Mais d’où je viens, alors ? Pourquoi m'a-t-on abandonnée ? Qui sont mes parents biologiques ? Et moi, qui suis-je, finalement ? Je ne devrais pas être là… on a voulu se débarrasser de moi !

 Je serrais désespérément mon arbre, mes doigts crispés contre son écorce rugueuse. Cette fois, aucune voix mystérieuse ne vint me réconforter.

 Ma mère me rejoignit. Elle posa une main sur mon épaule.

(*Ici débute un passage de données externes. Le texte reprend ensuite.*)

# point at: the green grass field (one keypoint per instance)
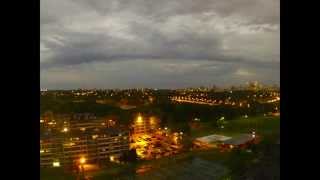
(238, 163)
(262, 125)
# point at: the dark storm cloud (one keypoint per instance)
(242, 36)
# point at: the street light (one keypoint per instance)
(82, 162)
(139, 119)
(65, 129)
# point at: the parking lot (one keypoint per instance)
(157, 145)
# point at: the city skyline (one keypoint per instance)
(167, 44)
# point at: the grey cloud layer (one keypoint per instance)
(235, 33)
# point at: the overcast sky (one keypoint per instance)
(158, 43)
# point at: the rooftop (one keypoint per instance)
(238, 140)
(213, 138)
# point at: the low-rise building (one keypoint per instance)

– Viens. Il fait presque nuit. Tu vas attraper froid.

 C’était plus fort qu’elle. Même si je ne risquais pas de tomber malade, elle voulait me protéger.

 Nous rentrâmes ensemble. Mon père préparait un feu de cheminée. Nous nous installâmes tous les trois près de l’âtre.

– Je nous prépare un chocolat chaud ? proposa maman.

– Volontiers ! approuvai-je.

 Quelques minutes plus tard, elle apporta un plateau garni de trois tasses fumantes et de biscuits – notre dîner, apparemment.

– Nêryah, ce n’est pas une tare d’être différent des autres, affirma-t-elle, nous distribuant les mugs brûlants. Chacun possède ses particularités. Tes dons sont loin d’être monstrueux, bien au contraire ! Nous te demandons chaque année de planter les légumes dans le potager, car avec toi, ils poussent incroyablement vite. Ils sont vigoureux, savoureux. Tu ne devrais pas te sous-estimer, et encore moins te dénigrer ainsi.

– On appelle ça « avoir la main verte ». Plein de gens savent jardiner, répliquai-je en séchant mes larmes.

 Elle leva les yeux au ciel et but quelques gorgées.

– J’imagine que tu aimerais savoir d’où tu viens, mais nous ne l’avons jamais découvert. Nous sommes heureux de t’avoir accueillie. Je t’ai trouvée au moment où j’avais le plus besoin de toi. Je t’ai élevée, aimée comme ma propre fille. Car pour moi, tu es ma fille.

 Absorbée par la contemplation des flammes, je pris doucement sa main en signe de gratitude, sans la regarder. Il me fallait prendre le temps de digérer cette révélation. Je ne pouvais même pas me raccrocher à une origine, un pays ou une identité.

 Je savourai mon chocolat chaud au lait de riz, m'enivrai de son parfum réconfortant. 

 J’ignorais tout de ma véritable ascendance, mais j'avais néanmoins une famille extraordinaire, qui veillait sur moi.

 Je mis quelques jours à m’en remettre. J’essayais de me détendre. Je ne mangeais pas grand-chose. Mes parents s’en inquiétaient. Je me sentais réellement perdue. L’édifice que j’avais savamment construit pour me protéger venait de s’effondrer.